When I was 17, I absolutely tanked my AS Level grades.
On the 18th of August 2016 (a date I will never be able to forget), my family was on holiday in Greece, and I left the poolside sunshine to trek back to the room, log into the public WiFi that was only strong enough for one user at a time, and waited hesitantly for my head of year to email through my grades.
My 17th year had not been especially kind to me, and my first year of sixth form had been hard to say the least. I don’t think I was expecting high-flying, Russel group grades, but I had at least expected to pass them.
Nope.
My results came through, loading up on the screen like a horrifying game show reveal; D, D, E, U. My sister had followed me back to the room for moral support and looked at me expectantly as I stayed silent.
“So, what did you get?” She asked, shaking my arm.
“Nothing,” I couldn’t believe it, “I didn’t pass any of them.”
“No, seriously.” She rolled her eyes.
“No,” I said, “Seriously.”
The look on my face told her that I wasn’t joking, and she spent the next half an hour trying to coax me back out of the bathroom where I had locked myself to cry. I felt so disappointed, so humiliated and all of a sudden, I was worried about every plan I’d made for my future that was now in jeopardy.
These were the grades that universities would base their acceptance offers on, and I was sure that no one would want me with such a bad track record. Even though I liked my subjects, and I loved my teachers (most of them), I was terrified of going back to school and having to admit that I’d failed.
In preparation of my excellent results, my mum had booked us a table at a restaurant in Rhodes to celebrate and insisted that we should still go. I sat at the table feeling like a fraud, with a headache from crying, and the ‘elephant in the room’ sitting pride of place on the table. No one wanted to say anything, and I was too miserable to pretend not to be.

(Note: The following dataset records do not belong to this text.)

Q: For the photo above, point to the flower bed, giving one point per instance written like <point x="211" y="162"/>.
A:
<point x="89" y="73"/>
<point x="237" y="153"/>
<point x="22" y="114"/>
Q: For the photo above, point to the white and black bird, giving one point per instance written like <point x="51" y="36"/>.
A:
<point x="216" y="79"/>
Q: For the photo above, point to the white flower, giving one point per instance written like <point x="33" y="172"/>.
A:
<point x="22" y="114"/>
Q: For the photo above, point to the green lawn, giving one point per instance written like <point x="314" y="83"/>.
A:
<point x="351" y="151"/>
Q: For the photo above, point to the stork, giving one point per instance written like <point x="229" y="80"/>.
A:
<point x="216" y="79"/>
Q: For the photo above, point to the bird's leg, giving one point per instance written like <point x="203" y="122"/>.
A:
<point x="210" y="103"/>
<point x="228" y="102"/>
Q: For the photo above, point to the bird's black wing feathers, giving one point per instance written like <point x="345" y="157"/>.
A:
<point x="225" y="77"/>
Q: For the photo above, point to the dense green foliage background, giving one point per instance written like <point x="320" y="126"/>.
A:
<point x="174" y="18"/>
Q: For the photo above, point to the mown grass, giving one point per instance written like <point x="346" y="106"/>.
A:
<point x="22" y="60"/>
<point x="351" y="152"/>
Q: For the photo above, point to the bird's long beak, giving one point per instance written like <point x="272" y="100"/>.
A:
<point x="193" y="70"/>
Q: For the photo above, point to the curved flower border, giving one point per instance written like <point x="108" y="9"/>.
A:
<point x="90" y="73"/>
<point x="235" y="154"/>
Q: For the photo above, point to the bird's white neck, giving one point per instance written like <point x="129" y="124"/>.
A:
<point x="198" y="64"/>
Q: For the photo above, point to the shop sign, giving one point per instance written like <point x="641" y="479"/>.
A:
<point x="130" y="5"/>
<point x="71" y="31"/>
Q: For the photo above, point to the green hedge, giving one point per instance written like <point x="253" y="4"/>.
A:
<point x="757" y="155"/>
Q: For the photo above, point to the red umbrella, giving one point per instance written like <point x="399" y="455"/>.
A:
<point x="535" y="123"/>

Then, my mum raised a glass to toast me. She said that I might not have gotten the grades I wanted, but it had been a really hard year, and if the least we were celebrating was that I had made it through and done my best, then that was still plenty to celebrate. My best was all that anyone could ask of me, and just because this was how I had done this time around, didn’t mean that it was all that I was ever capable of achieving.
I got an email from my head of year, relaying the same message. Second year was a fresh start, and I could try again.
So, come September, I decided to wear my bad grades like a badge (made a little easier by the fact that they spelt DUDE), and use them as motivation to do better. I set meetings with each of my teachers to discuss what had gone wrong and how I could do better.
When walking into the classroom for my first meeting with my History teacher, I was confused to see him sitting next to my English teacher. I had never known they were friends, and certainly enough not to be laughing with each other the way they were.
When I asked what was so funny, they both put my test papers on the desk in front of me. It turns out, on the day that I’d had my Dystopian English Literature test paper, and my British History test paper in the same afternoon, I had accidentally switched a few names over in my head.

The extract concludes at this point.